MP98は、同一チップ上に4個のプロセッサー(要素プロセッサー)を集積し、並列に動作させることができる、いわゆる“オンチップ並列型”のプロセッサー。それぞれの要素プロセッサーは125MHzで駆動される。0.15μm CMOSプロセスを採用し、ダイサイズは10.5×10.5mm。64KBのキャッシュを2つ装備する。最大命令処理能力は1000MIPS(125MHz×4並列×2並列スーパースカラ)。最大演算処理能力は2000MOPS(1000MIPS×2演算(16bit))。

供給電圧は1.3Vで、消費電力はメディア処理時で最大1W、アイドル時で25mW。電源遮断回路によるスリープ時で200μWとなる。命令待機時には、動作プロセッサー数を制御したり、低消費電力回路を利用することで、消費電力を抑える。また、動作周波数を下げた要素プロセッサーを複数搭載することで、従来型の高速マイクロプロセッサー(毎秒10億回以上の命令処理能力を持つもの)に比べ、100分の1以下の低消費電力を実現したという。MP98を採用したモバイル端末は、従来の平均的なノートパソコンと比べ、電池駆動時間が約10倍になる(数十時間)としている。

複数の要素プロセッサーを搭載したMP98は、“マルチスレッド並列化方法”と呼ばれる並列処理方式を採用。
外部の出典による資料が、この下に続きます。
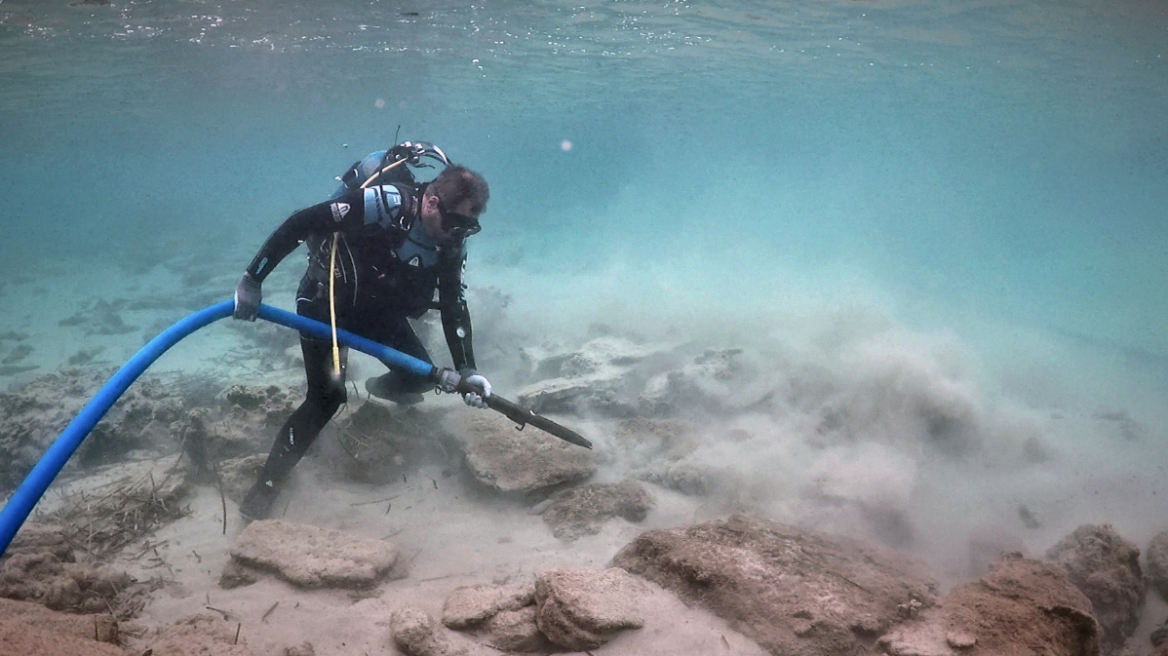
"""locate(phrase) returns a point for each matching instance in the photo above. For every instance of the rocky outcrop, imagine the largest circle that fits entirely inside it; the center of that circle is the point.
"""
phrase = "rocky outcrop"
(592, 378)
(518, 461)
(471, 606)
(582, 510)
(1020, 608)
(1158, 564)
(793, 591)
(1106, 567)
(585, 608)
(417, 634)
(30, 629)
(310, 556)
同時に実行可能なスレッド(連続する命令の列)を、複数プロセッサーで並行して実行するために、同社はMP98に特化した並列化コンパイラーを開発した。これによって、シングルプロセッサー動作時と比較して、最大で約3倍の性能向上を達成できたという。

MP98では、アプリケーションプログラムをコンパイル時点でスレッド分割する。また、1つのスレッドからは2つ以上のスレッド分岐を行なわないように制限する“フォーク一回モデル(FOPEモデル)”を採用。これによって、スレッド分岐を1サイクルで実行できる。

また、搭載する4個の要素プロセッサーは、レジスターファイルを物理的に共有する。プロセッサーとレジスターの論理的対応関係を“マップテーブル機構”によって管理しており、スレッド分岐の際には、レジスターコピーを行なわずに済む。このため、スレッド分岐時のデータ移動量を約1/6に削減。高速化を実現したという。